Jorge has already been deported once from the US. His crime, a very serious one according to US authorities, was to work at a car wash.
“There’s not slavery like there was before, but there’s more deaths now,” he said. “They make slaves out of undocumented people, and once the work is done, they kick them out of the country.”
He’s lived more than eight months in the shelter, helping construct a dormitory for unaccompanied children and preparing to make the dangerous journey north to be with his wife and three kids, who are still in the US. He stayed longer than he planned to at La 72 because he believes in what they’re doing and because he wants to help others like himself on their journey.
“Here they give people help, a roof to sleep under, food, security, and they treat people in a dignified way,” he said.
After a lack of work forced him to leave Honduras, a country where 60 percent of the population lives below the poverty line, Jorge came to the US seeking a decent life. His dream is to someday have a house for his family. While Americans fantasize about owning mansions with palm trees and 12-car garages, Jorge has something simpler in mind:
“I want a normal house, where a normal family can live. A house with two rooms, one where I can live with my wife and another room for the kids. One that has a kitchen and a space where we can relax. A safe place, where nobody can treat us badly.”
Safe places are hard to come by in the US for people like Jorge. When he lived in the country before, he was unable to live a normal life for fear of being caught by la migra (immigration cops) and deported.
“You can’t go to a nightclub. You can’t go to the park, because you’re scared they’ll catch you…You can’t listen to music because you’re scared the neighbors might call the police,” he told me. “I didn’t take my kids to the park. We would only go out on Sundays, to Burger King or the mall and then back to the apartment.”
Jorge’s favorite movie is Sin Nombre, a dramatization of migrants heading north, the same route that he took before and will take again. He also likes to read, favoring nonfiction tales of the hardships migrants face in the US. And, in a grave breach of Latin American custom and tradition, Jorge prefers basketball and baseball to soccer. The way Jorge sees it, there’s a deep injustice in the US’ treatment of its immigrant population.

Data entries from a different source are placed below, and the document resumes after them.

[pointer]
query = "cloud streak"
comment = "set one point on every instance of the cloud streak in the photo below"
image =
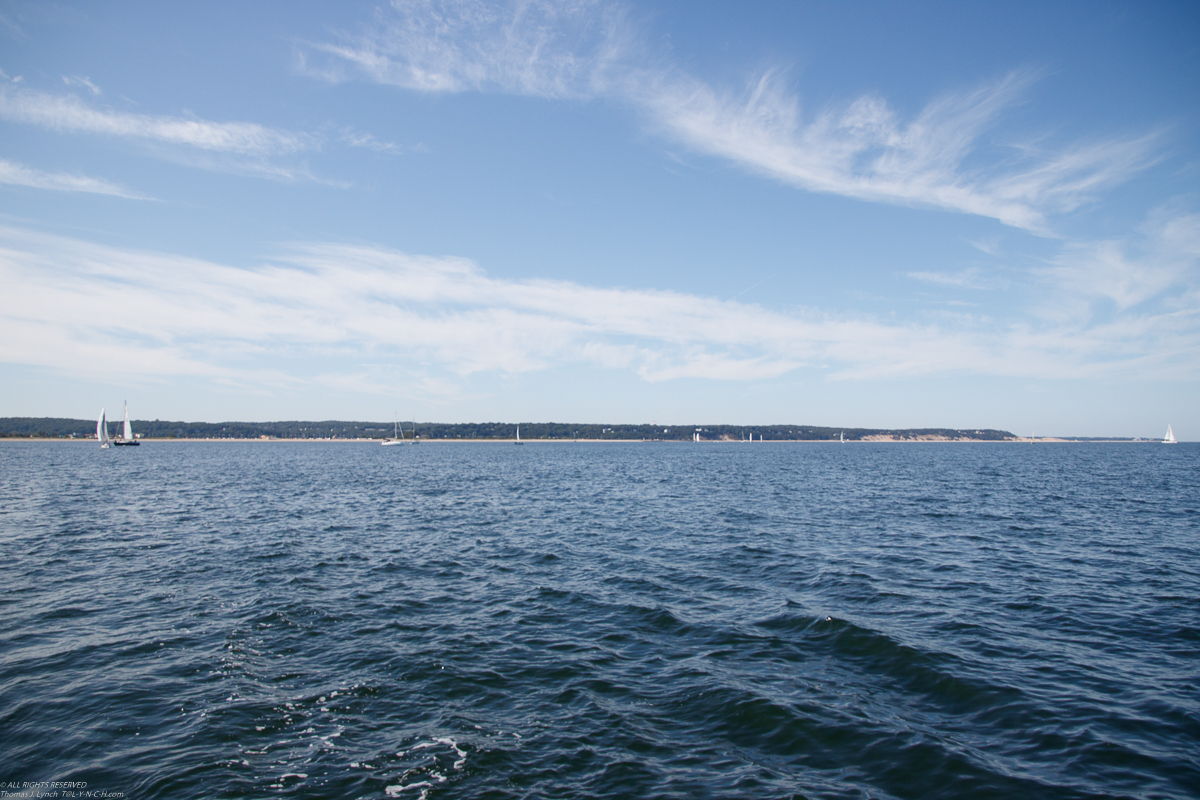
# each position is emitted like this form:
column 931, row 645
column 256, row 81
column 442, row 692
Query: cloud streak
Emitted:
column 21, row 175
column 69, row 113
column 366, row 308
column 862, row 149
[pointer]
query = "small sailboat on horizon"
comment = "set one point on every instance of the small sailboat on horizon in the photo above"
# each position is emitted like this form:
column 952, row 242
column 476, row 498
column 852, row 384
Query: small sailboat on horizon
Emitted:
column 102, row 431
column 127, row 439
column 396, row 438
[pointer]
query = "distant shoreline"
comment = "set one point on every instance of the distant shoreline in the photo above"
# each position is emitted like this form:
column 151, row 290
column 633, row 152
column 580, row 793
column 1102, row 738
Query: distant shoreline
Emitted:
column 706, row 441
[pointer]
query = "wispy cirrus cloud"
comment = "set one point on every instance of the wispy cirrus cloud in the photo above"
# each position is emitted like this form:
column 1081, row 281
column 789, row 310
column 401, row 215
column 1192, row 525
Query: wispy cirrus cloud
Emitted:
column 366, row 308
column 69, row 113
column 21, row 175
column 1128, row 272
column 861, row 149
column 83, row 82
column 534, row 47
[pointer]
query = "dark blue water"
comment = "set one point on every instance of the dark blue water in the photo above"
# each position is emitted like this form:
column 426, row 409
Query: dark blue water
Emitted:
column 601, row 620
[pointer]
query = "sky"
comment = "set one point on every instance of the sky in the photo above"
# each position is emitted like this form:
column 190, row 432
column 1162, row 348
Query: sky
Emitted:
column 839, row 214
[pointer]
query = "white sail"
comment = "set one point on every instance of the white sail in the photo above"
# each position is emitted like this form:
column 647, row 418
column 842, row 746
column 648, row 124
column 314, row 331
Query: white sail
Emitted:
column 102, row 429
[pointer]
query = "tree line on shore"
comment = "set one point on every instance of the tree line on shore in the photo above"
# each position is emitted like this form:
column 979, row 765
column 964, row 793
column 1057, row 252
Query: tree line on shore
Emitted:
column 67, row 428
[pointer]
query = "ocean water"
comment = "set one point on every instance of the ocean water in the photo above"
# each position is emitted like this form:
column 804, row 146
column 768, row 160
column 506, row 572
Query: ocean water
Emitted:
column 600, row 620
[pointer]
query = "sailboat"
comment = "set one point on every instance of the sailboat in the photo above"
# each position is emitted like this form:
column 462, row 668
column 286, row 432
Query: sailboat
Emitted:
column 396, row 439
column 102, row 431
column 126, row 439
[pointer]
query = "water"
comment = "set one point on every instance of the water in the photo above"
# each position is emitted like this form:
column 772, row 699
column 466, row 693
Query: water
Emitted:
column 601, row 620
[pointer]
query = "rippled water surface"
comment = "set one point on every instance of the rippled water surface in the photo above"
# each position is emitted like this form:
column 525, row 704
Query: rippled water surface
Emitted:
column 601, row 620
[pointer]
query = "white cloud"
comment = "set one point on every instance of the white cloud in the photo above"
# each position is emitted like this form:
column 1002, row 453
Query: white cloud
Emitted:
column 336, row 310
column 862, row 149
column 21, row 175
column 970, row 278
column 1127, row 274
column 69, row 113
column 532, row 47
column 82, row 80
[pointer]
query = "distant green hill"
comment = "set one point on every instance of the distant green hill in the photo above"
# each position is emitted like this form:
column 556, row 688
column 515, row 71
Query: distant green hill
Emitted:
column 63, row 428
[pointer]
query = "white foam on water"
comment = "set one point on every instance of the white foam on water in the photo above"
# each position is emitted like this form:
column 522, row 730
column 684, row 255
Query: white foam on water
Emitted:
column 424, row 786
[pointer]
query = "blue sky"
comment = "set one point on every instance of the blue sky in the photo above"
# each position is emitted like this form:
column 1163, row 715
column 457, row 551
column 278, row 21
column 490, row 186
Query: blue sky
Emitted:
column 879, row 215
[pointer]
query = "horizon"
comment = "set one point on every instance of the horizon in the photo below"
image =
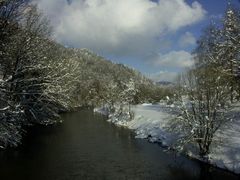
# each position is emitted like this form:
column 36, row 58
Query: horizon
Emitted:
column 156, row 37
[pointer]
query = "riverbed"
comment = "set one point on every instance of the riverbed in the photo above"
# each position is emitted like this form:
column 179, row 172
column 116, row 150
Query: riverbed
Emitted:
column 85, row 146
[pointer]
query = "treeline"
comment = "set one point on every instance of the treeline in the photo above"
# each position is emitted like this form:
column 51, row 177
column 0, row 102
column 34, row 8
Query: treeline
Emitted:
column 208, row 90
column 40, row 78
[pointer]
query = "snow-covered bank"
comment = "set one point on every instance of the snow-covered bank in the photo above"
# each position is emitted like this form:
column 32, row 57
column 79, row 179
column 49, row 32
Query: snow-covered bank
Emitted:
column 150, row 121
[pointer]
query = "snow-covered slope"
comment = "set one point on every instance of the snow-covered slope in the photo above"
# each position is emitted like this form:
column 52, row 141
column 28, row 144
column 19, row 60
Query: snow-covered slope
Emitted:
column 150, row 121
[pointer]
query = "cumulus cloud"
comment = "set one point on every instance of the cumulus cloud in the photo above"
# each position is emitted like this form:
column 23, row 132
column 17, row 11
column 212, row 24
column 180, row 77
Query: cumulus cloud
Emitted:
column 164, row 76
column 173, row 59
column 118, row 27
column 186, row 40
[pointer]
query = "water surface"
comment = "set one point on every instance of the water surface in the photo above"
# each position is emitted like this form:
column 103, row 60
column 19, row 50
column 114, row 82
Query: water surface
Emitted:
column 85, row 146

“Most of the country’s income is coming from undocumented laborers. They work in construction. The majority are exploited at work. If they’re hurt, their insurance won’t pay. They just use us when they need us. Once the work is done, they turn us over to migration,” he said. “I think the treatment has to change…we have rights as human beings.”

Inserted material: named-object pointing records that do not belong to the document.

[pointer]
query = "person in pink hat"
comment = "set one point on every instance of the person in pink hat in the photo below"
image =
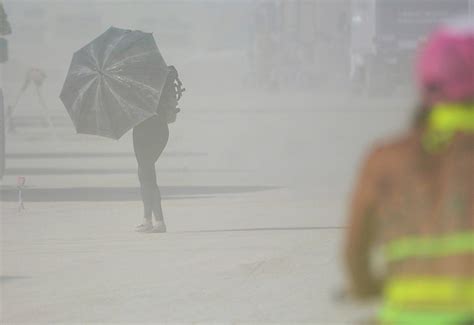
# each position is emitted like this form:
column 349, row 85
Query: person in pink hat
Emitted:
column 414, row 199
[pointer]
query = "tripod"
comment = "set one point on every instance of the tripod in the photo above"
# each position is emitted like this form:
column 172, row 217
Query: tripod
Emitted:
column 36, row 78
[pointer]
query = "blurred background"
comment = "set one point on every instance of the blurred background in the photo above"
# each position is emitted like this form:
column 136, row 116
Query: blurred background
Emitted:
column 283, row 100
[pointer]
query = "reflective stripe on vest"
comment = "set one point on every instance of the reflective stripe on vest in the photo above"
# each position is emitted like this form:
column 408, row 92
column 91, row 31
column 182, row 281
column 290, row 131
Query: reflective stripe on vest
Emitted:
column 430, row 247
column 428, row 300
column 391, row 315
column 444, row 121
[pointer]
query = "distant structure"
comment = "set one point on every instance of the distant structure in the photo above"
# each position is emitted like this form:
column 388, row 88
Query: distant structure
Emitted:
column 299, row 43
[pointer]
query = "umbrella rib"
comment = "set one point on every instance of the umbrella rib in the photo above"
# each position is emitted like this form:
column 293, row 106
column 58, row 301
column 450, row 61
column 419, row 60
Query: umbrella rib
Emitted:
column 120, row 99
column 110, row 49
column 138, row 83
column 122, row 62
column 81, row 95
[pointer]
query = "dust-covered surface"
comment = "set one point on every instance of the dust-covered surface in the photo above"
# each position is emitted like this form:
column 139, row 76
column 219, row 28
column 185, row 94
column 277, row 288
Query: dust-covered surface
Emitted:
column 256, row 178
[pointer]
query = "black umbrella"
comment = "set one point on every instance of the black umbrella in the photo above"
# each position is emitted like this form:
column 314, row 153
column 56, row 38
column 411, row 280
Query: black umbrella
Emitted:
column 114, row 83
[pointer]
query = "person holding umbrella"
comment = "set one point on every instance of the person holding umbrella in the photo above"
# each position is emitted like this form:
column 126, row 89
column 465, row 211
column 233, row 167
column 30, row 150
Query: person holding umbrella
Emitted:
column 119, row 82
column 149, row 140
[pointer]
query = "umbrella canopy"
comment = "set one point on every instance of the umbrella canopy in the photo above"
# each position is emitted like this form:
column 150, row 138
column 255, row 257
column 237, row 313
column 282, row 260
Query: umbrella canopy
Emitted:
column 114, row 83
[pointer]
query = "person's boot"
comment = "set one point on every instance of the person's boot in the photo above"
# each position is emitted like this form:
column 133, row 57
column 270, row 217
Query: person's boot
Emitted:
column 146, row 226
column 159, row 227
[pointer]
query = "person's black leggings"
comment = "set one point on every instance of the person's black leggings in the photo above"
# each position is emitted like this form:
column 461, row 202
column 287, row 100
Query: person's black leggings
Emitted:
column 149, row 139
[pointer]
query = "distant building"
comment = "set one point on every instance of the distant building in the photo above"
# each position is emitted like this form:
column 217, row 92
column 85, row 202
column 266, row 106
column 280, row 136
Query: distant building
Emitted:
column 298, row 43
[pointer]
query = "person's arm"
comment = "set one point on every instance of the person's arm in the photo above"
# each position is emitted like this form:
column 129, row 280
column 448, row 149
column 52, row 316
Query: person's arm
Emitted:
column 361, row 232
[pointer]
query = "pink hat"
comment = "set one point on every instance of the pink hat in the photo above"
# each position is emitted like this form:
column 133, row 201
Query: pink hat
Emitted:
column 445, row 66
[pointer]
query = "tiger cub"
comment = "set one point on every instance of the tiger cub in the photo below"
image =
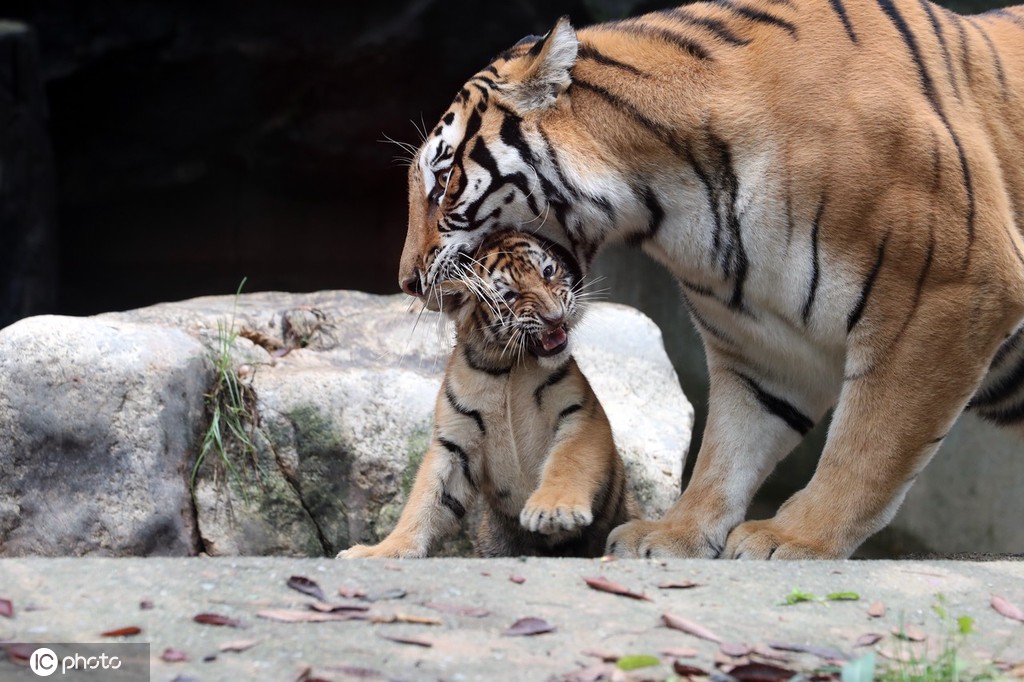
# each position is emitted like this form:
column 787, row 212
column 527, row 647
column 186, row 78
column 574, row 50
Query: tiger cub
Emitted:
column 515, row 423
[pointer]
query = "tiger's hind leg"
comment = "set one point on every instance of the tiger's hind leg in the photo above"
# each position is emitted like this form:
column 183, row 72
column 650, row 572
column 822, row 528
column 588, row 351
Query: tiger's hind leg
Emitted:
column 899, row 399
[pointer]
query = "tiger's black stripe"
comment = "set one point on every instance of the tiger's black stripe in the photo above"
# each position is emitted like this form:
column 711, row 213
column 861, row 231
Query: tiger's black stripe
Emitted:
column 889, row 8
column 782, row 409
column 714, row 26
column 940, row 36
column 815, row 266
column 758, row 15
column 552, row 379
column 564, row 414
column 840, row 10
column 588, row 51
column 865, row 291
column 996, row 60
column 463, row 456
column 465, row 412
column 454, row 505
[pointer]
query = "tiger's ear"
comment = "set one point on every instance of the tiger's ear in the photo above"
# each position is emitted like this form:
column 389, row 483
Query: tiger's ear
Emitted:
column 542, row 74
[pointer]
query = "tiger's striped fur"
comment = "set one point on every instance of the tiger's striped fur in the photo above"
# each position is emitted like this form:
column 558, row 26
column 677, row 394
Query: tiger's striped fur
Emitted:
column 516, row 423
column 839, row 187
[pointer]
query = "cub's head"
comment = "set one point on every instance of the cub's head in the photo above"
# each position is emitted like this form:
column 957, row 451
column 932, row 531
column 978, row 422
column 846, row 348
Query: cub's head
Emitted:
column 520, row 296
column 475, row 173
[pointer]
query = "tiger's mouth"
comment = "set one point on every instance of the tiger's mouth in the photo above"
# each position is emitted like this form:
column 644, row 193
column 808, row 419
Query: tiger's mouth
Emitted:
column 549, row 342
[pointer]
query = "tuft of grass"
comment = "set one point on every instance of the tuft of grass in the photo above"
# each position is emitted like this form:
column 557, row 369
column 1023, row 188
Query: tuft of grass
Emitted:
column 230, row 405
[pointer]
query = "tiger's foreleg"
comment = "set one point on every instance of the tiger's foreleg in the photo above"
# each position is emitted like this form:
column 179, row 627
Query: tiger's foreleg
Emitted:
column 897, row 402
column 751, row 426
column 573, row 472
column 436, row 505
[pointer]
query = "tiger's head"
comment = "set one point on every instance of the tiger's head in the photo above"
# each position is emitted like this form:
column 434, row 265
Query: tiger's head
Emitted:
column 474, row 174
column 519, row 295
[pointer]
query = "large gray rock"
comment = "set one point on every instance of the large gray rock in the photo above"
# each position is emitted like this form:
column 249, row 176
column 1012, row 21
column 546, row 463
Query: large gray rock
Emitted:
column 98, row 420
column 337, row 400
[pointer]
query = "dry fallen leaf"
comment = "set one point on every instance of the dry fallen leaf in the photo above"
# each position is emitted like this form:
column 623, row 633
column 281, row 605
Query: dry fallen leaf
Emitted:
column 306, row 586
column 122, row 632
column 458, row 609
column 910, row 632
column 528, row 626
column 330, row 607
column 239, row 645
column 757, row 672
column 868, row 639
column 1004, row 607
column 400, row 639
column 604, row 585
column 690, row 628
column 217, row 620
column 173, row 655
column 735, row 649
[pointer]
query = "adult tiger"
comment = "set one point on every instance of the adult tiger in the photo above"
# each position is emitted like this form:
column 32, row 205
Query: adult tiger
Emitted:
column 839, row 188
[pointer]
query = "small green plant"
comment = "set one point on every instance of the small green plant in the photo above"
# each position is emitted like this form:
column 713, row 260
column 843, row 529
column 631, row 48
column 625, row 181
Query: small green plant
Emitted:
column 230, row 405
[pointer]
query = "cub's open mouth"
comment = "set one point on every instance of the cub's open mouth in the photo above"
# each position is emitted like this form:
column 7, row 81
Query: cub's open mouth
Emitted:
column 550, row 342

The change has to come from above, Jorge believes, and immigrants searching for justice should turn to religion as the solution.

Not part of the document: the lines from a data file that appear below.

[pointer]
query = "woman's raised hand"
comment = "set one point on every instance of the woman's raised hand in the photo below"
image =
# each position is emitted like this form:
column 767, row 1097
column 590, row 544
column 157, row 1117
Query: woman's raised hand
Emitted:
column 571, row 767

“To change the world, we can only ask God to touch the president’s heart so that he ends the corruption,” Jorge said.
Despite his former (and future) status as a criminal in the eyes of US immigration authorities, he lives by a strong ethical code supplemented by the Catholicism that guides him.
“First of all, you shouldn’t touch anything that’s not yours…Don’t mix yourself up in problems. And ask for guidance from God.”